Glad you’re doing well!
…hadn’t realised your brief stay in hospital had left you with such residual encumbrances so I hope you manage to shed them as swiftly as possible & it’s nice to hear you might be ahead of schedule
…also…though it might be a tad impertinent (& possibly an inexplicable tangent since I’ve not watched it yet) but I gather wandavision has been kind of emulating different famous tv shows with each episode…& between memeweaver’s pointing out your impressively upbeat attitude & the wandavision thing I found myself thinking your current situation might be ripe for rear window remixed as a sit-com?
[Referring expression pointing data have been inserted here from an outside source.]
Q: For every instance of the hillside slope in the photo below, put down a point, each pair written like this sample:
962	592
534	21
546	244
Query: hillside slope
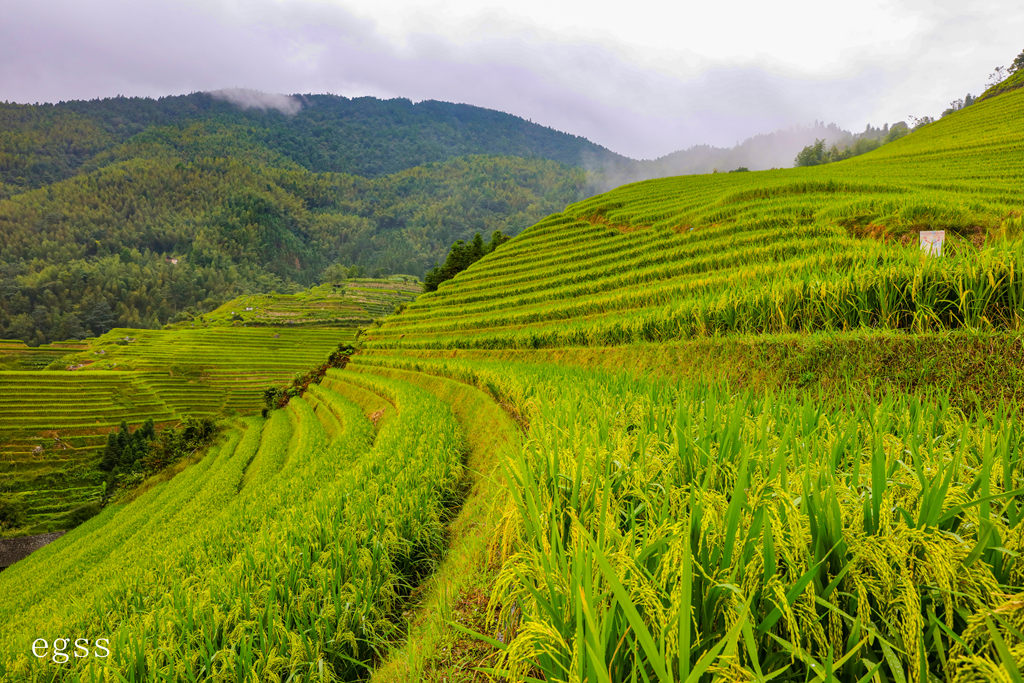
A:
825	248
768	436
651	519
43	143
I am totally in Rear Window mode but one of the reasons we bought the apartment we did is it’s a bright, corner unit on a corner lot. South of us is a very low-rise municipal building that will never be built up. Maybe someday, but my friend lives near a subway station where they needed to replace an elevator. Replace an elevator, not install one. It took 11 years. To our west is a small park and beyond that a building but I can’t really see them and they can’t see us, presumably. So my surveillance opportunities are severely limited. We used to get a lot of hawks, for some reason, and then for some reason they disappeared, probably the pandemic, with Cuomo and de Blasio shutting everything down there’s not a lot of foraging to be done. Although garbage collection has been severely curtailed, trash does pile up on the streets, so I don’t know, I’m not an urban wildlife ecologist.
@MatthewCrawley, taxes are so stressful. I TurboTax ours, and it is never pretty. Also new appliances are always a challenge. Happy weekend to you!
I’ve been watching some Parks and Rec on Netflix which I didn’t really get into when it was on NBC. Partially because I lived with a real life version of Andy and its early episodes weren’t all that good. I’ll admit I’ve developed a crush on Ann Perkins/Rashida Jones and not Aubery Plaza (maniac pixie girls in real life are not all they’re cracked up to be.)
Also watched a little bit of Sharpe, based on the Bernie Cornwell novels. I guess I can call it writing research too. The only show where Sean Bean does not die. Not a big fan of Imperial Britain so the context bothers me, but still somewhat entertaining which I guess is the damn point.
@MemeWeaver, I may be the last person living to have missed Parks and Recreation. I am adding it to the list!
Oops, @ManchuCandidate, sorry, and I hope that your exam went well!
Also includes adventures in Solid Dose Formulation as I had a midterm exam on that this past week, but I don’t think anyone outside of pharmacists or process engineers want to read that. I don’t actually, but I do for work related reasons.
I watched Monster Hunter so you don’t have to. It’s hard to pinpoint what is lacking but all these movies being bankrolled by Chinese production companies are devoid of soul. It’s like paint by number or like an AI auto generates them based on a simple template.
@elliecoo I read some Lara Adrian like 15 years ago, I had no clue she was still publishing in that series!
I’m going to finish WandaVision tonight I think. I have 2 episodes left and I am really enjoying it!